Below for an example, we create a directed homonet.

CREATE
 // create nodes
 (n1:Node {name: 'n1'}),
 (n2:Node {name: 'n2'}),
 (n3:Node {name: 'n3'}),
 (n4:Node {name: 'n4'}),
 (n5:Node {name: 'n5'}),
 (n6:Node {name: 'n6'}),
 // create relationships
 (n1)-[:REL {id: 0}]->(n2),
 (n3)-[:REL {id: 1}]->(n4),
 (n5)-[:REL {id: 2}]->(n6),
 (n5)-[:REL {id: 3}]->(n2),
 (n6)-[:REL {id: 4}]->(n2)

Node degree table

MATCH (n:Node)
RETURN
 n.name AS name,
 size((n)<-[:REL]-()) AS in_degree,
 size((n)-[:REL]->()) AS out_degree

The Hunger method

Michael Hunger got us starting by suggesting a method (see his tweet and graphgist). Hunger’s example initiates the query by choosing a random node. We modified his solution to initiate with selecting a random relationship, since we’re interested in randomized relationships and thus want each relationship to have a similar chance of being randomized at any given iteration. The Hunger method below performs a single swap (iteration):

// Retrieve a random relationship
MATCH (u)-[r1:REL]->(v)
 WITH * ORDER BY rand() LIMIT 1
// Retrieve a second random relationship that is eligible for swapping
MATCH (x)-[r2:REL]->(y)
 WHERE u <> x AND v <> y
 AND NOT exists((u)-[:REL]->(x))
 AND NOT exists((v)-[:REL]->(y))
 WITH * ORDER BY rand() LIMIT 1
// Execute the swap
DELETE r1, r2
CREATE (u)-[:REL]->(x)
CREATE (v)-[:REL]->(y)

The above method picks a random relationship from all relationships. Then all other relationships are identified that are eligible for a swap, and a random one is chosen. This method works, but will not scale well.

Optimized methods

Searching through all relationships in order to choose a single random relationship is inneficient. Instead we can generate random indexes to choose two random relationships. Once we have the index, we need quick relationship lookup. This can be done using using relationships IDs or a constraint on a relationship property. The ID method is desirable because we don’t have to create any relationship properties. However, since we’re deleting and creating relationships, IDs are subject to change and must therefore be tracked.

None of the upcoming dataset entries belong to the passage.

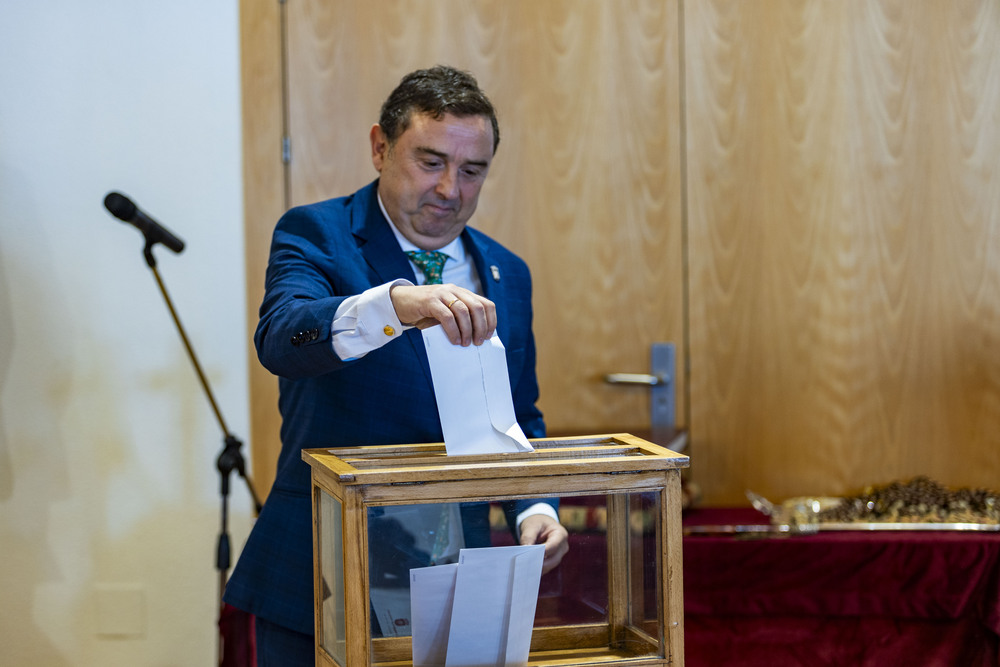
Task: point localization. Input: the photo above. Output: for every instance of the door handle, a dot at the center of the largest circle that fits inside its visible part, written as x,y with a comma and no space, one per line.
636,378
660,380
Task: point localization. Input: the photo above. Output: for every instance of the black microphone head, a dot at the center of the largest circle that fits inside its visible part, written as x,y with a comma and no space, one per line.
120,206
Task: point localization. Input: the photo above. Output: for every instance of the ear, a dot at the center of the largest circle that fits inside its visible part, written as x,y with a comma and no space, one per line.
380,146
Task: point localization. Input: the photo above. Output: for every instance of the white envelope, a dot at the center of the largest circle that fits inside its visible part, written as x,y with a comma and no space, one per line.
493,613
473,396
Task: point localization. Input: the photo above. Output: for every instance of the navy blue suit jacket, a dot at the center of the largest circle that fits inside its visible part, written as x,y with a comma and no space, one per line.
321,254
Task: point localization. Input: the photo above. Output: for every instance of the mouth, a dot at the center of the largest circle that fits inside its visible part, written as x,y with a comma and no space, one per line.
440,209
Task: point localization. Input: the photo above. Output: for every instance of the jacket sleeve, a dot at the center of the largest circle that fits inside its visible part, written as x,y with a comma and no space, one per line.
300,298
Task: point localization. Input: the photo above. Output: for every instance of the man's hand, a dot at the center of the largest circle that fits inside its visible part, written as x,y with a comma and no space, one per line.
467,318
543,529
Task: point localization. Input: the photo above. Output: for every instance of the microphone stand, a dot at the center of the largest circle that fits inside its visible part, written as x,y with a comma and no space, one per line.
229,460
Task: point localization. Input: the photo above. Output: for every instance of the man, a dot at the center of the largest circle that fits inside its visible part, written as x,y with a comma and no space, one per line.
340,322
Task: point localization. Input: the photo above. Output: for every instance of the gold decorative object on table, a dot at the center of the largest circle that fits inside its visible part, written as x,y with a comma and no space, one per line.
918,504
638,483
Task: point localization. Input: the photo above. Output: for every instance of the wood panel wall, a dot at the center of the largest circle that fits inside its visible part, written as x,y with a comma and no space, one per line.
802,195
844,227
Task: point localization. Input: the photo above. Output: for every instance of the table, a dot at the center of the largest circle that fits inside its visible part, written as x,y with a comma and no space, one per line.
845,598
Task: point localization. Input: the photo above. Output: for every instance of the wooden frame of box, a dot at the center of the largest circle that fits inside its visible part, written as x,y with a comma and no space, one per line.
347,482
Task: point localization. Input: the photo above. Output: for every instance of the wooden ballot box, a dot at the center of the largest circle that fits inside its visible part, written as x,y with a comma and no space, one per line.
616,598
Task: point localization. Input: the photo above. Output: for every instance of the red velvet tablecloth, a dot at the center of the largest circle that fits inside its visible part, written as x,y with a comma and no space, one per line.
840,598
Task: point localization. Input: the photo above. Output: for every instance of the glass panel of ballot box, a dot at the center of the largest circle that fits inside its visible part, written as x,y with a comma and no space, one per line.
614,599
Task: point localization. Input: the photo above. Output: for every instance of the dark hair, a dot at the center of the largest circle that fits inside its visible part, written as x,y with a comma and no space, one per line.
436,91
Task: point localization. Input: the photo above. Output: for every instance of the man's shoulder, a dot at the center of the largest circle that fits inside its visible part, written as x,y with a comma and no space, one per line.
343,206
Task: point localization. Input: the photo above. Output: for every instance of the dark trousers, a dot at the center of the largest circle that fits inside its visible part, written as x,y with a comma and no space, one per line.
278,646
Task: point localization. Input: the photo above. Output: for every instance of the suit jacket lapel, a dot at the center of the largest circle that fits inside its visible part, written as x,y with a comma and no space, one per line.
490,278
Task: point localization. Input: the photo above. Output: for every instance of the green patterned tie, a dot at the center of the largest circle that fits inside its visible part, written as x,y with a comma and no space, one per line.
431,263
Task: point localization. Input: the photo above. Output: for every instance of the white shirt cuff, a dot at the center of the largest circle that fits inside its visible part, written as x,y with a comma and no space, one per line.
537,508
365,322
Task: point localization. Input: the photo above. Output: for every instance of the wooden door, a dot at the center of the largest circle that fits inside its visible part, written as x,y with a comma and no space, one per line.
844,236
585,185
802,195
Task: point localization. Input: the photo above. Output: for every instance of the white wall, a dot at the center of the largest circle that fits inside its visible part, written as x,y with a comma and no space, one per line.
109,501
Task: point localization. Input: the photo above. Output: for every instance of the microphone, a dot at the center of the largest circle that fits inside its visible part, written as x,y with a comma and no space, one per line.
122,208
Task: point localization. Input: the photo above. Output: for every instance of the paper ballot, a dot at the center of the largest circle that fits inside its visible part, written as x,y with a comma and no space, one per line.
478,612
473,396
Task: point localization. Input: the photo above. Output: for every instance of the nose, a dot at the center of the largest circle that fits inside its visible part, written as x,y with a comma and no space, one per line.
447,185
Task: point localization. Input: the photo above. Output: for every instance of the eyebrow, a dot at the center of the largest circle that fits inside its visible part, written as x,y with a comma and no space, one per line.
444,156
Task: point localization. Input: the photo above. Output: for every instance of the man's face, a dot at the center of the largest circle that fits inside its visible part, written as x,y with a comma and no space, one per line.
430,180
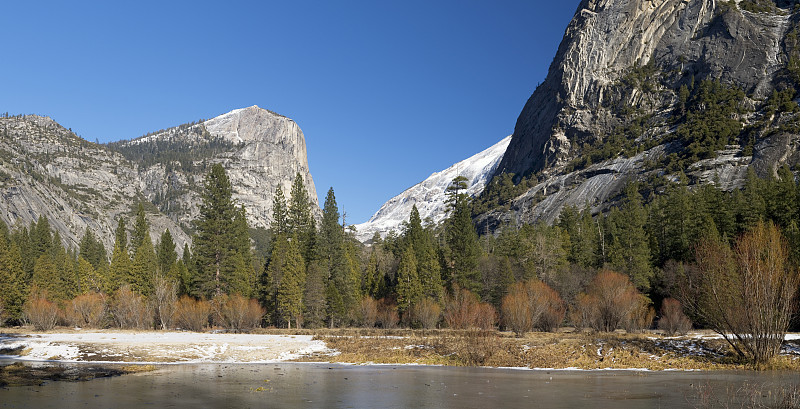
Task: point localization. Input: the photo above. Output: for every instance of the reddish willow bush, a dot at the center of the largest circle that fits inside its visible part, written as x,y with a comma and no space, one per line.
463,310
388,317
86,311
368,312
40,312
192,314
426,313
237,313
532,304
745,293
673,320
612,302
131,310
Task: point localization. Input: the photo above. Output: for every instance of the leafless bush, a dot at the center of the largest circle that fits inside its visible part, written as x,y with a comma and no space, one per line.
131,310
192,314
368,312
165,294
673,320
426,312
746,294
463,310
86,311
40,312
532,304
237,313
612,302
388,317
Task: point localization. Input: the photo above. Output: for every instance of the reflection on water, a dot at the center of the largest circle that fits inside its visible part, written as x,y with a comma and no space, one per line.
321,385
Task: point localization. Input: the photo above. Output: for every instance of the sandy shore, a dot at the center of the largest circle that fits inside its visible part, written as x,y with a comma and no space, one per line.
157,347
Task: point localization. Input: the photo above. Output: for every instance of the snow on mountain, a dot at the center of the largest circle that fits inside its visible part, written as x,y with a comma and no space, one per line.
429,195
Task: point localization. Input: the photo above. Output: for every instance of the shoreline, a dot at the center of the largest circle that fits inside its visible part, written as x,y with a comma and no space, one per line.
561,351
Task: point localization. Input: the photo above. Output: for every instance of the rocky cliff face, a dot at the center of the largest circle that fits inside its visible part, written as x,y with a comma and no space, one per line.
259,149
48,171
45,170
430,195
626,59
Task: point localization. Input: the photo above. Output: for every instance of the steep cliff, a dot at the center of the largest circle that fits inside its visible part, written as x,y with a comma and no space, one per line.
616,104
46,170
259,149
430,195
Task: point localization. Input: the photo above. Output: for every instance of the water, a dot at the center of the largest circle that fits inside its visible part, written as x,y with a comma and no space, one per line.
342,386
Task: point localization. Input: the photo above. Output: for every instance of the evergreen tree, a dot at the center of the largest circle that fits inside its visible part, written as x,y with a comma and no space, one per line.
280,223
143,268
629,250
46,278
13,283
42,237
409,288
314,302
215,244
89,280
120,268
290,289
121,234
93,251
300,221
461,240
141,229
165,252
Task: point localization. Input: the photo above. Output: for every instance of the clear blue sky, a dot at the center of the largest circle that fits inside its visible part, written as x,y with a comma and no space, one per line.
385,92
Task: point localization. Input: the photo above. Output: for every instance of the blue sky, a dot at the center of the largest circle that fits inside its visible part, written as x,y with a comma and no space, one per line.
385,92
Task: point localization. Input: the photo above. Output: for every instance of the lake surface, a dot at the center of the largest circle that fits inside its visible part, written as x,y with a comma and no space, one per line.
343,386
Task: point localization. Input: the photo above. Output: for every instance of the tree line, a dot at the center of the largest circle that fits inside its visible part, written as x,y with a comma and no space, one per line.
662,253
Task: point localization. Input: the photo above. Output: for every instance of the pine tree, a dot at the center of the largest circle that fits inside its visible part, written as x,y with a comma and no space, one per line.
46,277
300,221
629,250
280,223
165,252
93,251
42,237
119,269
409,289
143,268
141,229
461,239
290,289
13,285
215,244
314,302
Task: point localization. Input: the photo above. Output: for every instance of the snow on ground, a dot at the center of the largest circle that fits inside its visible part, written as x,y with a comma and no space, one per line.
161,347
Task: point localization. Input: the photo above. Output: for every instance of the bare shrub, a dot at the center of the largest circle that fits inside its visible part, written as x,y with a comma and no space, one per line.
237,313
388,317
532,304
746,294
192,314
426,313
40,312
131,310
463,310
86,311
673,320
368,312
165,294
612,302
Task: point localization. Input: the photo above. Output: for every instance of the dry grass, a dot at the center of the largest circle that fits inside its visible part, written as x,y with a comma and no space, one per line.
20,374
559,350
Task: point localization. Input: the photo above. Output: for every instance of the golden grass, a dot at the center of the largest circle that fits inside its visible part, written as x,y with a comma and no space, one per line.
534,350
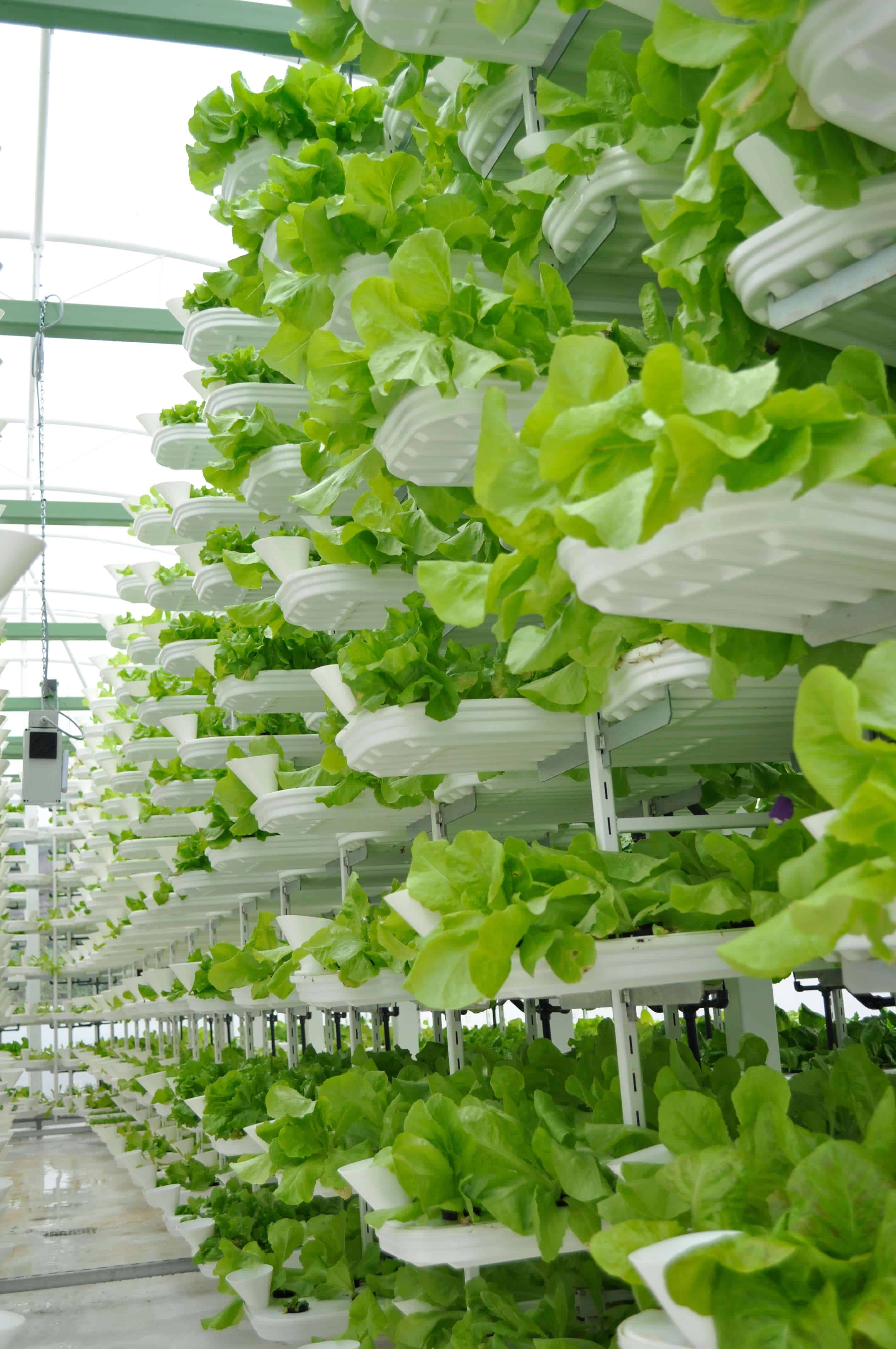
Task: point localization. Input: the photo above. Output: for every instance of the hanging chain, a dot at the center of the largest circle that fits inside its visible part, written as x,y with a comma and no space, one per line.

Once we have two random indexes, we can do a swap. The query below uses the ID method and swaps relationships with IDs 1 and 3:

MATCH (u)-[r1:REL]-(v)
MATCH (x)-[r2:REL]-(y)
WHERE id(r1) = 1 AND id(r2) = 3
AND u <> x AND v <> y
AND NOT exists((u)-[:REL]->(x))
AND NOT exists((v)-[:REL]->(y))
WITH * LIMIT 1
DELETE r1, r2
CREATE (u)-[nr1:REL]->(x)
CREATE (v)-[nr2:REL]->(y)
RETURN id(nr1), id(nr2)

Questions

  1. Is there a way to transfer the properties of a deleted relationship to a new relationship?

  2. Can relationships have constrained properties (UNIQUE if possible), so we can quickly lookup edges based on random integers? The following command fails CREATE CONSTRAINT ON ()-[r:REL]-() ASSERT exists(r.id) despite a similar example in the documentation.

  3. Is there a way to modify the query above, so that if no swap is performed the IDs of the input relationships are returned?

  4. In the previous query, I added WITH * LIMIT 1 since multiple rows were being returned. Why are multiple rows returned?

  5. Will it be possible to write a cypher loop to repeatedly perform swaps?

Any help answering these questions will be much appreciated! We’ve created a Thinklab discussion in case anyone would like to reply there to recieve credit for their contributions.

@dhimmel
Copy link
Author

dhimmel commented Dec 26, 2015

@jexp, thanks, I think we're a few steps closer.

In the query below, I've used UNWIND to set the number of iterations (attempted swaps). Random integers corresponding to relationship identifiers (stored here as a relationship property id) are generated using toInt(rand() * { n_rels }).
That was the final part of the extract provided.